In fact, an analysis of 81 studies, released Wednesday as part of a
campaign by major health foundations to close the racial health gap,
found that the evidence that minorities get inferior cardiac care is
compelling.

Liggett's study, however, is part of a growing body of research
indicating that at least part the racial gap can be explained by
genetics.

Nearly 4.8 million Americans have congestive heart failure. It affects
about 3.5 percent of all black men, 3.1 percent of black women, 2.3
percent of white men and 1.5 percent of white women, according to the
American Heart Association.

That would mean about 733,500 blacks have the disease. It shows up
earlier and is more likely to have serious complications in blacks than
in whites. Also, blacks do not get as much benefit from ACE inhibitors
and beta-blockers, two common groups of medicines for heart disease.

There is no one explanation for those differences. What you do and where
you live also can increase the risk. High blood pressure, diabetes, high
cholesterol, smoking and obesity all make it more likely.

That means people who have both gene pairs should do everything they can
to eliminate the risks they can control, Liggett said.

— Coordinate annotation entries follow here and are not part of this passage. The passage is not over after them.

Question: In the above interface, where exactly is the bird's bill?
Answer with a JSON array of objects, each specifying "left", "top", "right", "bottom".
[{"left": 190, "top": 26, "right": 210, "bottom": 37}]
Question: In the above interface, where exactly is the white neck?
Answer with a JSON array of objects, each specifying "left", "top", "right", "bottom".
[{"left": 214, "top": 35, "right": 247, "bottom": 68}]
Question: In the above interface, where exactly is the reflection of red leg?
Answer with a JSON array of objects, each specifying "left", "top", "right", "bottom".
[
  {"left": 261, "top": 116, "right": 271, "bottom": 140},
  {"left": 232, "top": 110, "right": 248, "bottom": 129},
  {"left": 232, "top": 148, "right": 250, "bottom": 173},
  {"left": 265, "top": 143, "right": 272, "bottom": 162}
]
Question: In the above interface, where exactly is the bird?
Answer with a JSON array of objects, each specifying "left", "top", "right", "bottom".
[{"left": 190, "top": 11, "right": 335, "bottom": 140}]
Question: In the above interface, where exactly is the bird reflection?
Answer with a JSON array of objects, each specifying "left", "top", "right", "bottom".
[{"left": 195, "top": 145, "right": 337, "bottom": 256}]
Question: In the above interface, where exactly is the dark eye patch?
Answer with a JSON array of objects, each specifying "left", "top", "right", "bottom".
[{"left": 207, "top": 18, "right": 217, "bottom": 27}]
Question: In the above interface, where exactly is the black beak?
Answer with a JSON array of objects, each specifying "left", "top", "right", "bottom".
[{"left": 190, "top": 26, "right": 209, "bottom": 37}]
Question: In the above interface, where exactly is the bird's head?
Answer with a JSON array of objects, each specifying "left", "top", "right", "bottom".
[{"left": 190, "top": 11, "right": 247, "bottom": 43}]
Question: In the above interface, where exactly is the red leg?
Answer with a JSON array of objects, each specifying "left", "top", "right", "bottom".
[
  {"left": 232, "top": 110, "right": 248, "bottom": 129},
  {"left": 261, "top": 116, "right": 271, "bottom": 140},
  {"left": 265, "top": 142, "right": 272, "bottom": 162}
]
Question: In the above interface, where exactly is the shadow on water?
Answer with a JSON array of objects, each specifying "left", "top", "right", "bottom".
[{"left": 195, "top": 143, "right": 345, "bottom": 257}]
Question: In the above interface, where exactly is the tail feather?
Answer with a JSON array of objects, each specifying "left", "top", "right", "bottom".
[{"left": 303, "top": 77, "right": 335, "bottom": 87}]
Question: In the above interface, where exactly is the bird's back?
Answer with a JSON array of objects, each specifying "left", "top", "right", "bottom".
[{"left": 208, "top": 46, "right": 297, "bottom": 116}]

One of the gene pairs in question increases production of a chemical
that increases blood pressure, heart rate, and the heart's contraction
and relaxation. The other gene pair makes heart cells which take up the
chemical, norepinephrine, more sensitive to it.

Since the pair producing excess norepinephrine is 10 times as common
among blacks as among whites, the combination is also far more common
among blacks.

In the study, two of the 84 healthy blacks had the combination, compared
with 15 of 78 blacks with heart failure. Two out of 105 healthy whites
and three of 81 with heart failure had the gene combination.